La iluminación de su destino, según la Hermana Irma, sucedió en viaje a Luján, de paso por el santuario de la Virgen, donde tuvo un encuentro con un anciano fantasmagórico que le anunció la muerte de la amada y la misión que tendrá como destino, escena que se repite en otra ocasión, en que la voz de la aparición le dicta la que será su oración sanadora, una paráfrasis del Padre Nuestro. En algún momento, Irma lo vuelve exorcista: “muchas veces, encontrándose atendiendo gente junto al aljibe, se detuvo de golpe y con paso firme se lo vio subir al altillo y hablar en voz alta allí encerrado; también se escuchaban rebencazos o lonjazos que el taumaturgo desataba sobre los muros del misterioso lugar. Luego de varios minutos descendía y continuaba ayudando a los creyentes.
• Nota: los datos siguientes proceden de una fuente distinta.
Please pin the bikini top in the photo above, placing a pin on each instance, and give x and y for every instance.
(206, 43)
Al ser preguntado sobre a quién gritaba, respondía: A los demonios que saco de encima de ustedes, a esos potros de espíritus rebeldes que más de una vez vienen sobre sus cuerpos”.
La disputa por la sucesión de Pancho Sierra tuvo varios capítulos textuales, que fueron languideciendo con las décadas junto a la disminución de la popularidad del Espiritismo. En 1922, por ejemplo, un tal José Nosei publica en Lanús las “comunicaciones” que desde el más allá hacía Pancho Sierra a través de mediums, que transmite su biografía, no exenta de datos érroneos. Tal vez el último coletazo de ese intento de apropiación por parte de los espiritistas fue "Pancho Sierra, El gaucho santo de Pergamino", de 1952, escrita por un tal “Ignotus”. “Seudónimo de un eminente Médico Naturalista y profesor de Ciencias Ocultas”, que repite las comunicaciones anteriores. En 1974, Lucas De Mare hizo la versión cinematográfica de la Madre María, con guión de Roa Bastos, que actualizó el mito. Mientras tanto hoy, cada domingo, en la bóveda de la Hermana Irma, su hijo, el Hermano Miguel, recibe a centenares de fieles que acuden en busca de la sanación, a través del más puro cristianismo popular de Pancho Sierra.